Two Wandering Tigers by Cai Guo-Qiang
“Two Wandering Tigers” by Cai Guo-Qiang

Sotheby’s sold $51.77 million worth of Chinese contemporary art in three auctions in Hong Kong on Wednesday, allaying concerns that the global economic slowdown would depress the prices. The highlight of the day was the highly anticipated afternoon sale of more than 100 works from the Estella Collection, which Sotheby’s has called the largest and most important collection of Chinese contemporary art ever to come to auction.

The Living Word by Xu Bing
“The Living Word” by Xu Bing

That sale brought in nearly $18 million from aggressive bidders who crowded into a Hong Kong convention center and from others who called in bids.

Bloodline: The Big Family No. 3. by Zhang Xiaogang
“Bloodline: The Big Family No. 3.” by Zhang Xiaogang

The star of that auction was a 1995 painting by Zhang Xiaogang, one of China’s most prominent artists, which sold for just over $6 million, the highest price ever paid for a painting by a Chinese contemporary artist. That oil on canvas, “Bloodline: Big Family No. 3,” depicts a family of three during the tumultuous Cultural Revolution in China, when children were sometimes led to denounce their parents.

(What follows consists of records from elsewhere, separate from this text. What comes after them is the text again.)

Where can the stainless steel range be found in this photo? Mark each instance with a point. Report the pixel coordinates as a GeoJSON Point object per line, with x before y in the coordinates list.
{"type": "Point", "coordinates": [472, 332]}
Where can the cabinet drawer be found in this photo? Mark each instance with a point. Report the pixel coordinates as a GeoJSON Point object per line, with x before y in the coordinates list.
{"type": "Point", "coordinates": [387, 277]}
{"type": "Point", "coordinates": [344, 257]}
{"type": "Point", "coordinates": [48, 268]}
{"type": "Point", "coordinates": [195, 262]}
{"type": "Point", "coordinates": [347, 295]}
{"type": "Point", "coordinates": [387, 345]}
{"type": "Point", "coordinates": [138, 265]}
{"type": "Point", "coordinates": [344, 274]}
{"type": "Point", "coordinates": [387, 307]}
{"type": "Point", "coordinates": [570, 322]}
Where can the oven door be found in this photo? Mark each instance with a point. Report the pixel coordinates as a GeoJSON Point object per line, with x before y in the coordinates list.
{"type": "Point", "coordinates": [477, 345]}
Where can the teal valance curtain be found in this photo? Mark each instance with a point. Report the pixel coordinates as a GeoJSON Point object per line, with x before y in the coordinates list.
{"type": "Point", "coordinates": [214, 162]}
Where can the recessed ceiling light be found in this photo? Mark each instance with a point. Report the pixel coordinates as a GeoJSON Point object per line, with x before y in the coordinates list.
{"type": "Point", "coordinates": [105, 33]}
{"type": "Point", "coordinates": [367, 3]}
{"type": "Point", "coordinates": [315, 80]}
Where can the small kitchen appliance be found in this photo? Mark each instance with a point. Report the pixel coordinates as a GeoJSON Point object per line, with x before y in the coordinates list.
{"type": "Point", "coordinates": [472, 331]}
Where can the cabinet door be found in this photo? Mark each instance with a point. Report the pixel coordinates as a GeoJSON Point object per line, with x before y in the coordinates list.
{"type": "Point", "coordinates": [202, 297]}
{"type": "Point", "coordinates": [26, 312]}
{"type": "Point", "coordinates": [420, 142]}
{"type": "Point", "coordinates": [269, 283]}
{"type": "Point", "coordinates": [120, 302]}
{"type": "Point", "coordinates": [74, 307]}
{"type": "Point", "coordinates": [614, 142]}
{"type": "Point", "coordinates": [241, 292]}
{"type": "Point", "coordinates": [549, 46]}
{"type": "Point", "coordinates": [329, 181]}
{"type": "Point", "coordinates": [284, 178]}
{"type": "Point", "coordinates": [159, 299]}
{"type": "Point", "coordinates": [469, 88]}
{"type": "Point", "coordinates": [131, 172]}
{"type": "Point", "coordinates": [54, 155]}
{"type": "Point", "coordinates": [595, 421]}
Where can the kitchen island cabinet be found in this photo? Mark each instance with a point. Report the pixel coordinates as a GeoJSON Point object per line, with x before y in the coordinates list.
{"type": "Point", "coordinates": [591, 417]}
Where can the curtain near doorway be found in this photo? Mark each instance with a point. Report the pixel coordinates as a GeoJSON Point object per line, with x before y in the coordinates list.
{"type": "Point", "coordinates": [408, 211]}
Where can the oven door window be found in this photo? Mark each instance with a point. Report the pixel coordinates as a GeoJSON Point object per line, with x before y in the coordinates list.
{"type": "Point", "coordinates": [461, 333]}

Three collectors bid feverishly for the piece, which sold for far above its high estimate, about $3.4 million.

Chairman Mao With Us by Zeng Fanzhi
“Chairman Mao With Us” by Zeng Fanzhi

The price was a bit above the record set at Sotheby’s auction house last October, when a Yue Minjun painting called “Execution,” inspired by the 1989 crackdown on student demonstrators at Tiananmen Square in Beijing, sold for about $5.9 million. Collectors also offered high bids on works by other well-known Chinese artists like Zeng Fanzhi, Cai Guo-Qiang, Ai Weiwei and Sui Jianguo.